A l’heure des rappeurs star, du gangsta banlieusard et des combats de coqs sur les réseaux sociaux, les crew de rappeurs à la Wu Tang Clan (pour faire simple) ne sont plus la norme depuis longtemps. Trop chers à entretenir, compliqués à déplacer en tournée, peu dociles et sources de frictions entre amis qui conduisent assez vite à des catastrophes, les groupes de rap se font discrets. La Droogz Brigade, du haut de la cité toulousaine, fait figure d’exception. Rassemblement d’amis au long cours, franchise punk servie souvent par son beatmaker favori, la Droogz Brigade ne perd pas son efficacité, son impact et son insolence avec les années. Mieux que ça (et malheureusement), elle gère sa rareté avec ce qui s’apparente pour les fans à un supplice : une participation au projet d’untel ou d’untel, un titre glissé en loucedé sur l’album des copains, tandis que ses membres posent des feats, souvent décisifs, à droite et à gauche.
Avec pour l’heure un unique album dans sa discographie, le Projet Ludovico, et un double CD de vieilleries indispensable, le moins que l’on puisse dire est que le posse ne gaspille pas son talent. Chacune de ses sorties collectives n’en reste pas moins mémorable, à l’image de ce titre et de clip exceptionnels de bout en bout qui brassent, avec Al’Tarba en personne au couplet référenciel et ultraspeedé (peut-être sa meilleure séquence chantée), l’univers des contes du disque.
Staff L’Instable défriche le terrain et assomme la concurrence avec ce qui restera probablement l’entame la plus puissante et la plus incroyable de l’année (on lui avait donné le titre l’an dernier pour Pneumothorax).

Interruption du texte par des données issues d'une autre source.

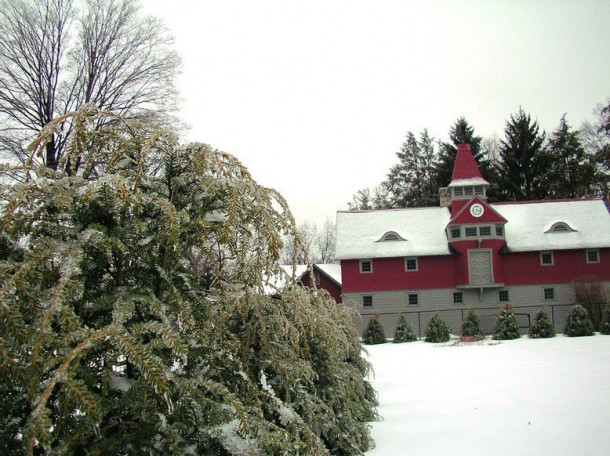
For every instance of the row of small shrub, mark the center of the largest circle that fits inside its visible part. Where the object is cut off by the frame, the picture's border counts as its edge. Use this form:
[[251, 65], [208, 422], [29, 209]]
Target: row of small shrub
[[578, 323]]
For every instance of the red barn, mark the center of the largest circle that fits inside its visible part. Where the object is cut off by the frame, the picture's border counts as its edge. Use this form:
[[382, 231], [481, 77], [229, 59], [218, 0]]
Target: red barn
[[417, 261]]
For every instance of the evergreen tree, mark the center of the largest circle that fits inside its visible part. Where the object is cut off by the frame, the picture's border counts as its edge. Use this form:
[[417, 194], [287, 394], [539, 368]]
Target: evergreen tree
[[541, 327], [471, 325], [578, 322], [524, 160], [604, 326], [404, 332], [373, 333], [108, 343], [506, 327], [437, 330], [461, 132], [411, 182], [572, 173]]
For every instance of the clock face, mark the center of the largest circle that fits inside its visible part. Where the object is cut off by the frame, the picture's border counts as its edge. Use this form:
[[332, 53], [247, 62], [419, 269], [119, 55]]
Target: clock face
[[476, 210]]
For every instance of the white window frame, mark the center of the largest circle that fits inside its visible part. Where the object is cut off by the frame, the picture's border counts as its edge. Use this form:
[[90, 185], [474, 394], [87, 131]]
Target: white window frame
[[407, 259], [481, 233], [471, 228], [547, 252], [370, 261], [596, 251], [409, 299]]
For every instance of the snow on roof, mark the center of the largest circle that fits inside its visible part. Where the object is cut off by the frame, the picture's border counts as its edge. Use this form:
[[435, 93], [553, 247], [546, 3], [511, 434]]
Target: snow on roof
[[331, 270], [358, 233], [469, 181], [529, 222]]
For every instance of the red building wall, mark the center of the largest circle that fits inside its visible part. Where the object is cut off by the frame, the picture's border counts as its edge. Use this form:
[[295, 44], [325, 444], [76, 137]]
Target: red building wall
[[390, 274], [325, 283]]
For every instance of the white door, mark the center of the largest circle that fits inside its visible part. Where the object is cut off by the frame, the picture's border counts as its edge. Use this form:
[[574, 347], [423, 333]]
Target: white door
[[479, 263]]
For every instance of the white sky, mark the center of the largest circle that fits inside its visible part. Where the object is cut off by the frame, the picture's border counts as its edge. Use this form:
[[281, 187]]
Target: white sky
[[315, 97]]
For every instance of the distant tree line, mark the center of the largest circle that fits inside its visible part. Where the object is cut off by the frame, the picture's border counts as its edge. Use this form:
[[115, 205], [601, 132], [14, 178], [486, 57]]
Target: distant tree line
[[527, 164]]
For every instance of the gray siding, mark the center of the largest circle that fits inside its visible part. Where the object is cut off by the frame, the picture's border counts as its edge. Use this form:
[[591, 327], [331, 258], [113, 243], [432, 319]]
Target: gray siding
[[526, 301]]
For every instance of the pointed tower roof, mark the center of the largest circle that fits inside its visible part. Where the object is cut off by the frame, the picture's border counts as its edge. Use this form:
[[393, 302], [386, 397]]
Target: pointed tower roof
[[465, 170]]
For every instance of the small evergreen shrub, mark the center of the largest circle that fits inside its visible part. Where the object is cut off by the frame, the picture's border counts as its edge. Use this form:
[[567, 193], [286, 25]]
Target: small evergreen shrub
[[506, 327], [471, 325], [604, 326], [437, 330], [541, 328], [373, 333], [578, 322], [404, 332]]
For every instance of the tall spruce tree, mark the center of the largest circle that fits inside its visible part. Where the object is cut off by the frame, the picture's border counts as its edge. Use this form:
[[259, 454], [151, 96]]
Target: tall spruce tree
[[572, 173], [461, 132], [411, 182], [524, 160], [108, 343]]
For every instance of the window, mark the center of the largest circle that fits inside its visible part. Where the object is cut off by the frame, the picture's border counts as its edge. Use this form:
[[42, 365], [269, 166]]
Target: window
[[471, 231], [411, 264], [485, 231], [593, 256], [366, 266], [546, 258]]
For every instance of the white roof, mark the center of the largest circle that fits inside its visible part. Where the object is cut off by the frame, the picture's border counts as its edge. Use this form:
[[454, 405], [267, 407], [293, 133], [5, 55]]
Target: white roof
[[528, 224], [331, 270], [359, 232], [469, 181]]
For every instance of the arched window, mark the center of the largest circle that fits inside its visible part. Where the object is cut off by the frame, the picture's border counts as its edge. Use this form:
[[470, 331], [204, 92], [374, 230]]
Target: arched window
[[391, 236], [560, 227]]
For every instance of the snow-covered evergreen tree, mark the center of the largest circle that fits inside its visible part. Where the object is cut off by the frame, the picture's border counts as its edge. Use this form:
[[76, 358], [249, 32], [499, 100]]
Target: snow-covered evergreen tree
[[541, 327], [373, 333], [506, 327], [471, 325], [404, 332], [437, 330], [578, 322], [109, 342]]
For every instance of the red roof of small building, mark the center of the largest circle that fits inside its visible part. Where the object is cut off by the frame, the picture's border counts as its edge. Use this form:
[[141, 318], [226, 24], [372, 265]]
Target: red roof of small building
[[465, 167]]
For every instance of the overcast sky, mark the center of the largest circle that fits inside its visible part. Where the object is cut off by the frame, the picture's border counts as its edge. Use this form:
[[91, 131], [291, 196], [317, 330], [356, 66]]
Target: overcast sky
[[315, 97]]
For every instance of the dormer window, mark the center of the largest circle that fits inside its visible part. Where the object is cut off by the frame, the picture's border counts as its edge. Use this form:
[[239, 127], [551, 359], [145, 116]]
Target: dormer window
[[391, 236], [560, 227]]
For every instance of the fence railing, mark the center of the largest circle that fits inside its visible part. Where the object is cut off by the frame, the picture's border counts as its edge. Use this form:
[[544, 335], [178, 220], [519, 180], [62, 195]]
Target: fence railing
[[486, 314]]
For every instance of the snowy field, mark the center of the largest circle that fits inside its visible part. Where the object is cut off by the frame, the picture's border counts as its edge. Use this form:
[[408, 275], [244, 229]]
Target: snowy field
[[521, 397]]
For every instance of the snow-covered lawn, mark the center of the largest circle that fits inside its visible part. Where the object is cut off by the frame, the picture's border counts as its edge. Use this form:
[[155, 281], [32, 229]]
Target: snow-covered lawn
[[520, 397]]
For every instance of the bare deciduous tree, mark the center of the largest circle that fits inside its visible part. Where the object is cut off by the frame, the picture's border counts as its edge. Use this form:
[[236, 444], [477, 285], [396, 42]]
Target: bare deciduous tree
[[55, 58], [325, 241]]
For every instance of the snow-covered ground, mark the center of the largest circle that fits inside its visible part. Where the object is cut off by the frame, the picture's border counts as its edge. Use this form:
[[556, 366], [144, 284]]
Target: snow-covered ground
[[521, 397]]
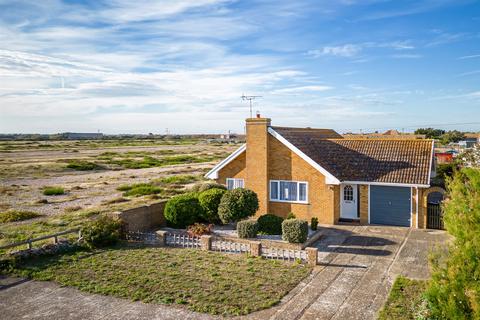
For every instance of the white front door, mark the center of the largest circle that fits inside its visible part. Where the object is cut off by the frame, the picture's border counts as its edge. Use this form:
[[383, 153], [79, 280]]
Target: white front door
[[348, 201]]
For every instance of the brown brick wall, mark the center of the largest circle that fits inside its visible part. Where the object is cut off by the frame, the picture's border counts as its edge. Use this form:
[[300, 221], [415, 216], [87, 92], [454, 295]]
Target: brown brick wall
[[235, 169], [286, 165], [258, 160]]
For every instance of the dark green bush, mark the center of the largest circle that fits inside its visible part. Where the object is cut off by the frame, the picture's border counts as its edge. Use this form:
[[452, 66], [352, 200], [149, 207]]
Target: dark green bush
[[454, 291], [291, 215], [183, 210], [16, 215], [247, 229], [294, 230], [210, 200], [201, 187], [53, 191], [237, 204], [270, 224], [101, 232]]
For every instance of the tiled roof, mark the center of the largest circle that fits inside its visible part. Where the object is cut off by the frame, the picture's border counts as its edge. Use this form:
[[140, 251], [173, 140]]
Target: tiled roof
[[369, 160]]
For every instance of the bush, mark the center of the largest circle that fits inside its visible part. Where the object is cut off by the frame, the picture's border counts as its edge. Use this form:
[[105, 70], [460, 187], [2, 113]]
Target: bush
[[15, 215], [101, 232], [199, 229], [294, 230], [454, 291], [201, 187], [183, 210], [247, 229], [210, 200], [237, 204], [270, 224], [53, 191]]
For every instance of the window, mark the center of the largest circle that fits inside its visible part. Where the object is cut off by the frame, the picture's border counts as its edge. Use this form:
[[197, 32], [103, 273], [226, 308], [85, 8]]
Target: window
[[348, 193], [234, 183], [288, 191]]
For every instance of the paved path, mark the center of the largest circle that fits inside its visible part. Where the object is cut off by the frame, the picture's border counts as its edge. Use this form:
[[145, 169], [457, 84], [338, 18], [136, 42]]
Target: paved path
[[357, 267]]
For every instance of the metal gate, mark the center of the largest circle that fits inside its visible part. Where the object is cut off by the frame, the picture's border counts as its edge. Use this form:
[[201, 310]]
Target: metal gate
[[434, 216]]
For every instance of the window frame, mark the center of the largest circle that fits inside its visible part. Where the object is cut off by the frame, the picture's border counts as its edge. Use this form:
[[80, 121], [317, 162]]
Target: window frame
[[288, 201], [235, 179]]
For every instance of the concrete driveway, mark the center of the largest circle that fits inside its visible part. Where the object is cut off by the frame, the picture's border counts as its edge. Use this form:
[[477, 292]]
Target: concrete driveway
[[357, 266]]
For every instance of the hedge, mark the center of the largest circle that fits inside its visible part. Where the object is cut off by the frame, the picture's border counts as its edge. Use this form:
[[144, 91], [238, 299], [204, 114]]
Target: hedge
[[247, 229], [294, 230], [183, 210], [210, 200], [270, 224], [237, 204]]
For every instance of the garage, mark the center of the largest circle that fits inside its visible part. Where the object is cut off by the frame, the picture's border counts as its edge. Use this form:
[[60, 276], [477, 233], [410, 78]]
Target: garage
[[390, 206]]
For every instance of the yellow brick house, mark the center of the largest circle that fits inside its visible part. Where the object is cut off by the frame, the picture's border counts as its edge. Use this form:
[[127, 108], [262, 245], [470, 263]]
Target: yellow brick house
[[319, 173]]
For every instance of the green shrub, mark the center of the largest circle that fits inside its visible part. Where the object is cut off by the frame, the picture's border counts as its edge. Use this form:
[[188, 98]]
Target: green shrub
[[270, 224], [16, 215], [247, 229], [101, 232], [201, 187], [53, 191], [210, 200], [237, 204], [82, 165], [199, 229], [454, 291], [183, 210], [295, 230]]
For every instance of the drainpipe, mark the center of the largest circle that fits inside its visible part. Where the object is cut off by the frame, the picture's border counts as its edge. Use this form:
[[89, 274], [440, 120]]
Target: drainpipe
[[416, 206]]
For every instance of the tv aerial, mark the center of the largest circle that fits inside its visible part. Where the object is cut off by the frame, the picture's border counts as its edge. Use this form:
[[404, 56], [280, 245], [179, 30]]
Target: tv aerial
[[250, 98]]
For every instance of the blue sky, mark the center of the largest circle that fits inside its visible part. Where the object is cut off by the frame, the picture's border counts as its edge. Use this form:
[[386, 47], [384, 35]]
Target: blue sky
[[134, 66]]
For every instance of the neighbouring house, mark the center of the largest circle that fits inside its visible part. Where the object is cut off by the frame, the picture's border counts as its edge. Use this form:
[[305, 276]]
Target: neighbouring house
[[319, 173], [470, 140]]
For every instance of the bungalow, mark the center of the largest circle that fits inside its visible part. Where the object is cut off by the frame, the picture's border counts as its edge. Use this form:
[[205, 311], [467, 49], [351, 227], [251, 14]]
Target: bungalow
[[319, 173]]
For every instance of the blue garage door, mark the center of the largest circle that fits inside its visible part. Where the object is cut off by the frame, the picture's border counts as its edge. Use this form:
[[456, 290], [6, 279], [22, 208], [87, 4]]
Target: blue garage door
[[390, 206]]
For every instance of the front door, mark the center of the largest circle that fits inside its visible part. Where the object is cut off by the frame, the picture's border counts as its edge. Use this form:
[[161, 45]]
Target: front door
[[349, 205]]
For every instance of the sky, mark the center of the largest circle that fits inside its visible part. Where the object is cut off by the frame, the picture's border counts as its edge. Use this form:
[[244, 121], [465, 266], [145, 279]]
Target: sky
[[127, 66]]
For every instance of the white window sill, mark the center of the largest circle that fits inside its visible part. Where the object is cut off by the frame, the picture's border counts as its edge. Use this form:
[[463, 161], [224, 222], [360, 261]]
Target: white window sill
[[286, 201]]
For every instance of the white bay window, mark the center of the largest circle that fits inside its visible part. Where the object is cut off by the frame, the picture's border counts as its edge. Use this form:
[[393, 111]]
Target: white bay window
[[288, 191], [234, 183]]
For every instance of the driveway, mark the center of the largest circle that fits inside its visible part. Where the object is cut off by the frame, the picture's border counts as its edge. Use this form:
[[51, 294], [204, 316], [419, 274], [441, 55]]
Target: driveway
[[357, 266]]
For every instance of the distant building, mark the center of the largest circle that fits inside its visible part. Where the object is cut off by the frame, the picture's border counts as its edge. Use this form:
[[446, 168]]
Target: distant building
[[470, 140], [82, 135], [444, 157]]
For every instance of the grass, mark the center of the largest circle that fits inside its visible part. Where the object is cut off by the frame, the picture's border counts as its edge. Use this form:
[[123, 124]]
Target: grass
[[178, 179], [81, 165], [139, 189], [53, 191], [202, 281], [17, 215], [405, 300]]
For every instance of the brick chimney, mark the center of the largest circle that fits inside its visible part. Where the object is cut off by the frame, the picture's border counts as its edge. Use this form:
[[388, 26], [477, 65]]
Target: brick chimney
[[257, 160]]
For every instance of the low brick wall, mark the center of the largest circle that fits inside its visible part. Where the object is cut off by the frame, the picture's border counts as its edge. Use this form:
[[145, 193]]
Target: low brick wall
[[143, 218]]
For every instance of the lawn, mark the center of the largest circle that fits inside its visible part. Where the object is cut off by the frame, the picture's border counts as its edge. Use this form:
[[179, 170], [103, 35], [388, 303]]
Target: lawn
[[202, 281], [405, 300]]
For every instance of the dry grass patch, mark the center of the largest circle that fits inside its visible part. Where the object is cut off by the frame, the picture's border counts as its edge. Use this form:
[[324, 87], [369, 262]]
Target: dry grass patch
[[202, 281]]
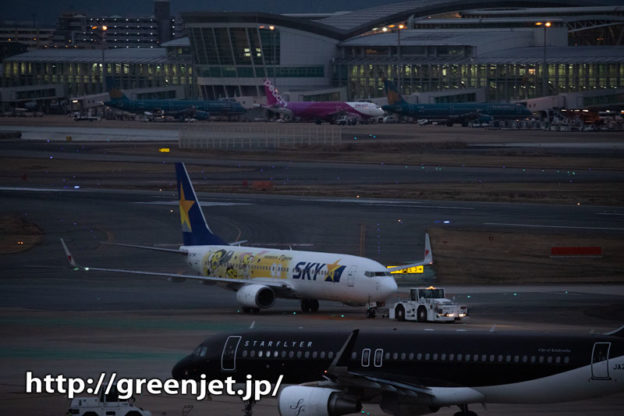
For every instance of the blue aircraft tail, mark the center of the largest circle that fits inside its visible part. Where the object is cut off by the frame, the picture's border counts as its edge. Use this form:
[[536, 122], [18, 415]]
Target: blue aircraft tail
[[393, 94], [195, 230]]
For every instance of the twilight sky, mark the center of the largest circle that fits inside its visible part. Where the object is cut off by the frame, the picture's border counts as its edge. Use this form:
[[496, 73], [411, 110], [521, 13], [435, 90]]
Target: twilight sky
[[47, 11]]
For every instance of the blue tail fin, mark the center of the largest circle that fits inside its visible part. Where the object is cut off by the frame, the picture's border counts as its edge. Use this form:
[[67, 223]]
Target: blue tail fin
[[393, 94], [195, 230]]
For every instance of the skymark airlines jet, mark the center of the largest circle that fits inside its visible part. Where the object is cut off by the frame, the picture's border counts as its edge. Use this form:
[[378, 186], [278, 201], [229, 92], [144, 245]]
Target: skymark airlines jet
[[319, 110], [259, 275], [412, 373]]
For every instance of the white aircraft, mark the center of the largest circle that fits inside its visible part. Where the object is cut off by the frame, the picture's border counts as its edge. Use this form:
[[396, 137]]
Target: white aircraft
[[259, 275]]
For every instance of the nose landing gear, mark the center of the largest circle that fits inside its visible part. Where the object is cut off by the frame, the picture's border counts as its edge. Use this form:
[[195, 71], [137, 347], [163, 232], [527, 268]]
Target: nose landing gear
[[309, 305]]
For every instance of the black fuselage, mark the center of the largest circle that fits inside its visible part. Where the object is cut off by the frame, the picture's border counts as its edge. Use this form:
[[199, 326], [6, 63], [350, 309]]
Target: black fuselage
[[424, 358]]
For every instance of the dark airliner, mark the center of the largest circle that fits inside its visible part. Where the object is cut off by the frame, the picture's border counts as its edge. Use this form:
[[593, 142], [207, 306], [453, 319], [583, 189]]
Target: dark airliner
[[450, 113], [413, 372], [199, 109]]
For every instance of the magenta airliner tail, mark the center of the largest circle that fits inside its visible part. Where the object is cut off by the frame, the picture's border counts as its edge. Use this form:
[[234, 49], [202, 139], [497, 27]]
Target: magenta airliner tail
[[273, 96]]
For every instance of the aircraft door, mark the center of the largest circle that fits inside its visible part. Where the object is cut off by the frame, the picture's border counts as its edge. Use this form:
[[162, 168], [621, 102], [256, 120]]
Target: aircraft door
[[228, 356], [351, 276], [600, 361]]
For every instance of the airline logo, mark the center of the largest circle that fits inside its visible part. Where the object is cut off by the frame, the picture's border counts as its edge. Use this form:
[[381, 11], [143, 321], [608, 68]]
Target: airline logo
[[275, 93], [185, 206], [311, 271]]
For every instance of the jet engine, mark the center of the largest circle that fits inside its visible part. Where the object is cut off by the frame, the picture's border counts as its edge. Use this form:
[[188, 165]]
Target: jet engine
[[315, 401], [255, 296]]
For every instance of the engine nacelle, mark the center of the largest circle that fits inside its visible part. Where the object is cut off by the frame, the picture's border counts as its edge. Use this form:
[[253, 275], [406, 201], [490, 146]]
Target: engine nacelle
[[255, 296], [315, 401]]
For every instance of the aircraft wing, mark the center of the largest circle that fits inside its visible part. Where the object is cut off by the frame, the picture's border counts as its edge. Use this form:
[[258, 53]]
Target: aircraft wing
[[427, 259], [282, 289]]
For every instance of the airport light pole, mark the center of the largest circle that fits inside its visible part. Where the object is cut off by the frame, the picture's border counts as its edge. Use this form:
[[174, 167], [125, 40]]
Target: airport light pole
[[399, 28], [103, 28], [273, 32], [545, 25]]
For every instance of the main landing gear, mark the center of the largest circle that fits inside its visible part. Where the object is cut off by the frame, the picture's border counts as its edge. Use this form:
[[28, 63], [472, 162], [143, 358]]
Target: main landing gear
[[309, 305], [464, 411]]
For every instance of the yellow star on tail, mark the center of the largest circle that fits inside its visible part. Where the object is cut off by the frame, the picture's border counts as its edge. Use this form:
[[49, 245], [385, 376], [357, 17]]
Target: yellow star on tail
[[331, 268], [185, 206]]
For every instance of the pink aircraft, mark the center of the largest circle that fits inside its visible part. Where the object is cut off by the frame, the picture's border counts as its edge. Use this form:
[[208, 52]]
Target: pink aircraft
[[331, 111]]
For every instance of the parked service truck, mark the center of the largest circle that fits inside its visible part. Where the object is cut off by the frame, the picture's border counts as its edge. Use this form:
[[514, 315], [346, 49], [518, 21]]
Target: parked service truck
[[105, 405], [427, 304]]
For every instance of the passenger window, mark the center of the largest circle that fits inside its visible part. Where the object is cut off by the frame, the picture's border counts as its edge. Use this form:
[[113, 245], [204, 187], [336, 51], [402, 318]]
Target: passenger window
[[378, 357], [365, 357]]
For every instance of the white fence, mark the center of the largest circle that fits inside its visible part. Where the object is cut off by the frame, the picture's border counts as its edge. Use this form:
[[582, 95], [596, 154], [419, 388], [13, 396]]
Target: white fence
[[258, 136]]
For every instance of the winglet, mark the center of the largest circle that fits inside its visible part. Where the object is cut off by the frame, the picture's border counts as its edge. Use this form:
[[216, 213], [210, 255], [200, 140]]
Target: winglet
[[428, 253], [70, 258]]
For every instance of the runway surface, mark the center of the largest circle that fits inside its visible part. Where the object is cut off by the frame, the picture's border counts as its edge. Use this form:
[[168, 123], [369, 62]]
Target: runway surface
[[325, 173], [57, 320]]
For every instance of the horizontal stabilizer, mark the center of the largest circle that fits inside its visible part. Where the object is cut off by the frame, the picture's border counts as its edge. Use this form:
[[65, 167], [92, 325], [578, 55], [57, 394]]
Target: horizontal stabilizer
[[169, 250], [427, 258], [617, 333]]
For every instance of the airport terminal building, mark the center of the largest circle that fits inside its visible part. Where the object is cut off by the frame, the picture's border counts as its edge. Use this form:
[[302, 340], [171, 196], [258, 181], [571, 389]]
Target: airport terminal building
[[436, 51], [509, 53]]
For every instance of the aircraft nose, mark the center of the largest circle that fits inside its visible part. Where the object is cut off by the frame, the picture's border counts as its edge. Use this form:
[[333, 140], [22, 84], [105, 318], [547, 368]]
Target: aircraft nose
[[388, 287], [181, 370]]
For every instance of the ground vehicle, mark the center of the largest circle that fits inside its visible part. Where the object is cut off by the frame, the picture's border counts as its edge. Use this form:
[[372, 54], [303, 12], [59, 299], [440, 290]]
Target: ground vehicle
[[105, 404], [427, 304]]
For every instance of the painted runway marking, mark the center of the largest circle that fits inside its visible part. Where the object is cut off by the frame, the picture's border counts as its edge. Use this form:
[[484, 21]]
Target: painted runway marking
[[203, 204], [552, 226], [388, 203], [8, 188]]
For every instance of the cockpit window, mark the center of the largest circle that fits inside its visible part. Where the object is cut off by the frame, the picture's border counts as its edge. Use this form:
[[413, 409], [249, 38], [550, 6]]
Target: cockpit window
[[376, 274]]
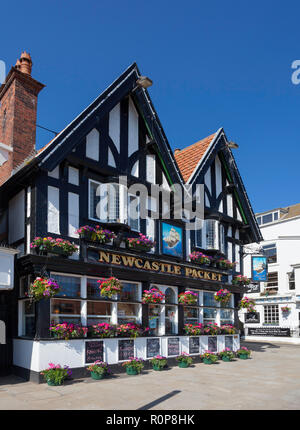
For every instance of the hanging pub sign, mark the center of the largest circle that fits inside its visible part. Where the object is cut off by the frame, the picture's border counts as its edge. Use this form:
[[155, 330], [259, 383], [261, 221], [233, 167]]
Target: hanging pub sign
[[153, 347], [126, 349], [259, 269], [93, 351], [252, 317], [269, 331], [213, 343], [173, 346], [194, 345]]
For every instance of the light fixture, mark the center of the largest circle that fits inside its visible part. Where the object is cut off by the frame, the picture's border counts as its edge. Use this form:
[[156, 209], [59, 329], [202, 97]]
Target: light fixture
[[143, 82], [232, 145]]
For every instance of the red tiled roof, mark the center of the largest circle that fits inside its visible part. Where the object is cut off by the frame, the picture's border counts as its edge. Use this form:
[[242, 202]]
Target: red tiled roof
[[188, 158]]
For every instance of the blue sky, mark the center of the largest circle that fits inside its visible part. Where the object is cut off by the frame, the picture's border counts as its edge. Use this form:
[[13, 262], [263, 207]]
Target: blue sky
[[214, 64]]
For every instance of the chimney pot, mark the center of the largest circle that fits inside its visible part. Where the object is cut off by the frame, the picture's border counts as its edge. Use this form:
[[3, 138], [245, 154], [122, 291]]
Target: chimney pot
[[25, 63]]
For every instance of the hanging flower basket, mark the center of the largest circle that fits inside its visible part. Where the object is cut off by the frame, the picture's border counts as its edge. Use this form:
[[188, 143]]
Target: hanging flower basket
[[95, 234], [188, 298], [154, 295], [248, 304], [109, 287], [141, 243], [240, 280], [200, 258], [222, 296], [54, 246], [43, 288], [225, 264], [68, 331]]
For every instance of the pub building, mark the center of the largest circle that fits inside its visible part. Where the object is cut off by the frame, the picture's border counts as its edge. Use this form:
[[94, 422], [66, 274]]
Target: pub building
[[55, 191]]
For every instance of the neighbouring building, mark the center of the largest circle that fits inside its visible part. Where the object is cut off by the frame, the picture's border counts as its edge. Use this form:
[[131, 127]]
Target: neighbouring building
[[278, 299], [54, 191]]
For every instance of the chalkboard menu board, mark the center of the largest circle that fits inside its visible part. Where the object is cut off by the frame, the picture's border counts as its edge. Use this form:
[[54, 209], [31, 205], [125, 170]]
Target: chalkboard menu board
[[194, 345], [173, 346], [153, 347], [252, 317], [93, 351], [212, 343], [126, 349], [229, 342], [269, 331]]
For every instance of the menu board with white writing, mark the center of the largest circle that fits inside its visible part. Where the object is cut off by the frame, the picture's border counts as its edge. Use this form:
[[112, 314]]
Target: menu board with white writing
[[173, 346], [229, 342], [194, 345], [126, 349], [93, 351], [153, 347], [212, 343]]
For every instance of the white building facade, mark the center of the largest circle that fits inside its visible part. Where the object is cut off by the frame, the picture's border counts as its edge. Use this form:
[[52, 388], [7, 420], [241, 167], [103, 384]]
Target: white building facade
[[280, 229]]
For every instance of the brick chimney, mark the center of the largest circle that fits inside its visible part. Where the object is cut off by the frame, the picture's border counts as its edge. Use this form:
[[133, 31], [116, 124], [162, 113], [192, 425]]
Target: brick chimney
[[18, 109]]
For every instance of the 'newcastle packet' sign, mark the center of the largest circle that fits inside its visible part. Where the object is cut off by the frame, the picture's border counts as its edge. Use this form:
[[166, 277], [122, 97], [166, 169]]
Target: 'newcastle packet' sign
[[157, 266]]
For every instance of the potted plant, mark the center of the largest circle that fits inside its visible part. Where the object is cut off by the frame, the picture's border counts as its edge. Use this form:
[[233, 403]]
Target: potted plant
[[154, 295], [55, 246], [109, 287], [222, 263], [226, 355], [228, 329], [193, 330], [209, 357], [200, 258], [246, 303], [222, 296], [131, 330], [95, 234], [99, 369], [102, 330], [133, 366], [43, 288], [158, 362], [68, 330], [184, 360], [141, 243], [243, 353], [188, 298], [55, 374], [240, 280]]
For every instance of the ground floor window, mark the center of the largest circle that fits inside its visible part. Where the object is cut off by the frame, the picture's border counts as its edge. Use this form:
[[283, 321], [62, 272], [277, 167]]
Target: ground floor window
[[271, 314]]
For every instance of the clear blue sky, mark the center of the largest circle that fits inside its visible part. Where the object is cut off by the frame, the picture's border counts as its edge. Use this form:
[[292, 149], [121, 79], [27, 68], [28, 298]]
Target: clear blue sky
[[213, 63]]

On veut à tout prix ce gars là en album solo. On ne sait pas ce qu’il attend pour se lancer. Avec bientôt la retraite à 65 ans, cela ouvre des perspectives. Rhama le Singe nous offre un couplet assez virtuose, nihiliste et punk avec beaucoup de légèreté (« on a aucun message on est comme coquillage« ), tandis que Sad Vicious, dont le flow paraîtrait presque paisible et sage par rapport aux trois autres, propose une séquence horrorcore, globalement profuse/confuse mais saturée en images terrifiantes et érotiques. Si on est pas certains de comprendre le sens de tout ça, on en garde une série d’images fortes qui, à cette échelle, ne constituent pas tant des punchlines à l’ancienne que des « apparitions », l’équivalent rap des jump scares et autres surgissements scénaristiques. « j’ai le flow chevrotine, depuis des temps immémoriaux je vis dans l’indicible, je fais pas de fantaisies, je suis dans l’horreur cosmique. »
Le Festin, avec son clip qui mêle l’esthétique du Pacte des Loups, de la Grande Bouffe et des figures de rap classiques, est portée en images par Chaz & Skip, lesquels rendent à la perfection la force du groupe et sa sauvagerie latente. On imagine que les loups n’ont pas été maltraités pendant le tournage mais qu’ils ont du avoir sacrément les foies d’être confrontés à de tels animaux.